The record low temperatures that were forecast for last week did not materialise. Last night it was supposed to only get down to 36 degrees and it got down to 32 instead...weathermen!!!
I took this picture several weeks ago, around the time I did my smudge pot post. I imagined that Napa was going to be in for a frosty April but no, it has just been cool and damp all month long. Of course, the scarcity of freezing overnight temperatures has been great for the vines, thank goodness.

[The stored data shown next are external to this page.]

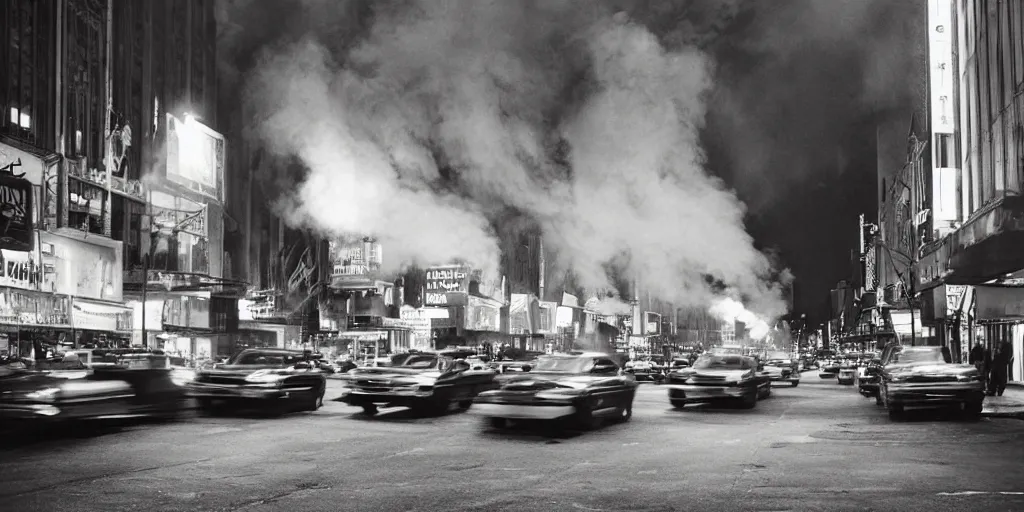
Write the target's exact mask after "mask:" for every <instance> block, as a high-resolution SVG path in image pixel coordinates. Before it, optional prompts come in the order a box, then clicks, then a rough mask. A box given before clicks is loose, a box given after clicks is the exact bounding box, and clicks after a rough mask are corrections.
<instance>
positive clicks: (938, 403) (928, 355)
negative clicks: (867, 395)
mask: <svg viewBox="0 0 1024 512" xmlns="http://www.w3.org/2000/svg"><path fill="white" fill-rule="evenodd" d="M884 355H885V358H884V359H883V361H882V365H883V367H882V372H881V380H880V389H879V395H880V398H881V401H882V404H883V406H884V407H885V408H886V411H887V412H888V413H889V416H890V418H897V417H899V415H900V414H902V413H903V411H904V410H905V409H906V408H909V407H914V408H942V407H949V406H955V407H958V408H963V411H964V412H965V413H966V414H967V415H968V416H969V417H974V418H977V417H979V416H981V411H982V407H983V403H984V400H985V382H984V380H983V379H982V376H981V374H980V372H978V369H976V368H975V367H974V366H972V365H954V364H951V362H950V361H949V360H948V359H947V358H946V356H945V354H943V351H942V347H938V346H905V345H896V346H893V347H890V348H887V350H886V351H885V353H884Z"/></svg>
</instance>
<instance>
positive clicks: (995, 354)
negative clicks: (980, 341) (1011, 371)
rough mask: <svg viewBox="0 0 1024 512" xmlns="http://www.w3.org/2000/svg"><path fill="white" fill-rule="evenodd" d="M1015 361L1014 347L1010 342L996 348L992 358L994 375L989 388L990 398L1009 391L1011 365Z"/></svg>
mask: <svg viewBox="0 0 1024 512" xmlns="http://www.w3.org/2000/svg"><path fill="white" fill-rule="evenodd" d="M1013 361H1014V357H1013V346H1011V344H1010V342H1009V341H1004V342H1002V343H1000V344H999V346H998V348H996V351H995V356H993V357H992V373H991V377H990V378H989V388H988V394H989V395H990V396H991V395H998V396H1002V392H1004V391H1006V390H1007V382H1009V381H1010V365H1012V364H1013Z"/></svg>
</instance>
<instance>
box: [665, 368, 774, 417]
mask: <svg viewBox="0 0 1024 512" xmlns="http://www.w3.org/2000/svg"><path fill="white" fill-rule="evenodd" d="M770 394H771V380H770V377H769V376H768V374H766V373H765V372H763V371H760V370H759V369H758V364H757V361H756V360H755V359H754V357H748V356H743V355H701V356H700V357H699V358H698V359H697V360H696V361H695V362H694V364H693V367H692V368H689V369H686V370H680V371H677V372H673V373H672V374H671V375H670V376H669V401H670V402H671V403H672V407H674V408H682V407H684V406H685V404H687V403H708V402H724V401H739V402H740V403H741V404H742V407H743V408H745V409H753V408H755V407H757V404H758V399H759V398H765V397H767V396H768V395H770Z"/></svg>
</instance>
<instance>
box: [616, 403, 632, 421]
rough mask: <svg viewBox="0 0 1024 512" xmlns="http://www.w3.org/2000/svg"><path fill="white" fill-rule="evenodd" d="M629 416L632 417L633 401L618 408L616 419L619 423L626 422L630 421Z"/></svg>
mask: <svg viewBox="0 0 1024 512" xmlns="http://www.w3.org/2000/svg"><path fill="white" fill-rule="evenodd" d="M631 418H633V403H629V404H628V406H626V407H625V408H621V409H620V410H618V418H617V420H618V422H620V423H626V422H628V421H630V419H631Z"/></svg>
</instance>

Besides fans, the other primary method of frost protection in Napa vineyards is the utilisation of overhead sprinkler systems, designed to apply .11 inches of water per hour. Overhead sprinklers require upwards of 50 gallons of water per minute per acre: at this rate full protection of the vineyard to temperatures down into the mid-20s can be achieved. These systems derive their effectiveness from the latent heat of fusion which is given up as the water turns to ice on the vine. The mixture of ice and water maintains the bud at 32 degrees, just one critical degree above the point where bud damage begins. The sprinklers then continue until well after sunrise and subsequently the ice melts. This is a rather expensive method of frost protection and an adequate source of water is essential. Sprinklers are however very quiet unlike the wind fans, and very clean unlike the smudge pots. The sprinklers can also be used at other times in the growing season for irrigation, heat suppression, and pest management. This year I am sure the sprinklers will be employed in the certain pesticide-death of the European Grapevine Moth.
Sprinkle liberally with water, add a dash of physics and you have the recipe for a successful harvest in the autumn.